Beautiful Sundae. She won't ever let me capture a straight-on pic of her face :x 











Smooth teaching Belle a lesson about manners :lol: 











Claire back inside and not really happy about picture time.











"Are you still here?"











Rolly-polly Squirrel trying to nap after a hard day.











"Are you still here?" :roll:


----------



## Heather102180 (Nov 19, 2003)

I heart Squirell!!! :lol:


----------



## Ioana (Jul 12, 2003)

How neat! How long did it take you to acquire so many kitties? They are all gorgeous and they have original names


----------



## vanillasugar (Nov 11, 2004)

I love that little line on Claire's nose  Great pics! Makes me long for warmer weather! We actually got snow last night


----------



## kitkat (Sep 22, 2003)

Last pic of Squirrel looks like his fur is ruffled up, I always do that to my cats when they're lying down. Oh I love Claire what a beauty, is she a regular DSH :?:


----------



## Stanky (Feb 28, 2005)

Looks like the troop had fun. The pics of Squirrel rolling is soo funny :lol: !!
Belle is such a pretty cat.

Great pics!!


----------



## limyer (Nov 19, 2004)

Ioana, we have 14 cats. Took about two years to get them all. We have 3 ferals that we would like to catch and get to the vet before kitten season. We got our cats from our local area, just wonder up, or found on the side of the road. Claire actually came from a shelter. Someone had asked if she is a DSH. The paperwork at the shelter said birman mix. We dont really know, dont care, she is a beauty(thanks), but we think they are all STARS! Each one has their own brand of adorableness! :lol:


----------



## Dusty&Lou (Jun 16, 2004)

They are all so beautiful and what stunning pictures!


----------



## Nero the Sable (Oct 28, 2004)

Lots of beautiful cats you have there - I betcha you love them all so much!


----------



## kristen98 (Feb 2, 2005)

Aww. Sundae looks so sweet looking.


----------



## ForJazz (Dec 30, 2003)

Your photography is really improving -- great job! And yes -- Smooth is starting to look like a panther!


----------



## spike481 (Nov 13, 2004)

ForJazz said:


> Your photography is really improving -- great job!


.....and so I guess that means my previous pics were what.....poop? :twisted: :twisted: :lol: :lol: :lol:


----------



## Adrienne (Jan 15, 2005)

I really like the one of Pytu in the holly bushes and of course any picture that Belle is in.

Very nice looking cats and pictures.


----------



## linny (Mar 19, 2005)

Hi: I'm new and wanted to show off my furkids.Hope my pic is not to large.

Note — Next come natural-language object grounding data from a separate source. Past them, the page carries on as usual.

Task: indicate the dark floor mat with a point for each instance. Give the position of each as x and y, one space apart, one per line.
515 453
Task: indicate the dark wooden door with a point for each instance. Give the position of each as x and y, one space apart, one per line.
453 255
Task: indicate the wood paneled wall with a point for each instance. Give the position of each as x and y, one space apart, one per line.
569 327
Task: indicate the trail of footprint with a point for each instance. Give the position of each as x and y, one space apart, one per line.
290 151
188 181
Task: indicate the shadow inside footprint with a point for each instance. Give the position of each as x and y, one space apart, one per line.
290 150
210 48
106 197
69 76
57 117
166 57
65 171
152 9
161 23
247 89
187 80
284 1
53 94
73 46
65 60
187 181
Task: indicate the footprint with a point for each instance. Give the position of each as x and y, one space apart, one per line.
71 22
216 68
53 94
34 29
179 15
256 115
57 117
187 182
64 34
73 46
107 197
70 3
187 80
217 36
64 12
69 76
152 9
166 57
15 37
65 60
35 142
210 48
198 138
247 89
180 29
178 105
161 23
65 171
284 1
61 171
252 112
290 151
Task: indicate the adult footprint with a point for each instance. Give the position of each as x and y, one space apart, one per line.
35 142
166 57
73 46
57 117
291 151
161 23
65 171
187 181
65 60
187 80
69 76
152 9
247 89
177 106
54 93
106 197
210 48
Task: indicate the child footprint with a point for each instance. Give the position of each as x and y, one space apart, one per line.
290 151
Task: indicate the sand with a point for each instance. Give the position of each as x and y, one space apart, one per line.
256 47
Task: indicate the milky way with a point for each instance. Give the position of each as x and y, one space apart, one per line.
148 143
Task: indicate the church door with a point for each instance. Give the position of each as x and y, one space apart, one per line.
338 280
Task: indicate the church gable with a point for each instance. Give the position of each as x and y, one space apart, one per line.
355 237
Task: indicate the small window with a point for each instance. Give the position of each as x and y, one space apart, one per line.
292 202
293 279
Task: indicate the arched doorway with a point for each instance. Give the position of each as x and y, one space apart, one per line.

I'm not sure what size is allowed. 
My furkids are all rescues. Sadly I lost two of my furkids(Katy and Shadow) last summer.
Opps sorry this wasn't suppose to be posted here :roll:


----------



## Mitts & Tess (Sep 4, 2004)

Oh good I got a Herd fix. Belle is certainly fitting in. How cute they all are


----------



## Ioana (Jul 12, 2003)

Oh so - limyer and spike481 - are a family of kitty lovers. 
That is so great! And I agree with all of them being wonderful in their own way -as there is a special something in all of us.
Congratulations on all of your children!
Hope to see the 2 doggies as well soon.
So is it safe to assume that linny is not a member of your family? It just got a little confusing. 
Your kitties are precious, linny! Thanks for sharing :wink:


----------



## spike481 (Nov 13, 2004)

Yeah, it's me and limyer. Linny made a boo-boo; no problem


----------



## DesnBaby (Apr 18, 2004)

Aww, Squirrel is so cute in that upside down head mode! :lol:


----------



## spike481 (Nov 13, 2004)

:lol: :lol: That's one of Squirrel's normal sleeping postions!! :lol: :lol:


----------



## ForJazz (Dec 30, 2003)

spike481 said:


> ForJazz said:
> 
> 
> > Your photography is really improving -- great job!
> ...


Right Spike, that's EXACTLY what I was saying. :roll: Goodness -- you get all defensive just like you didn't take your Midol today!


----------



## limyer (Nov 19, 2004)

He's a baby :twisted: !!!!!! He can really dish it out, but can rarely take it!! :lol:


----------



## spike481 (Nov 13, 2004)

limyer said:


> He's a baby :twisted: !!!!!! He can really dish it out, but can rarely take it!! :lol:


Nobody asked for comments from the peanut gallery!!! :lol: :lol: :lol:


----------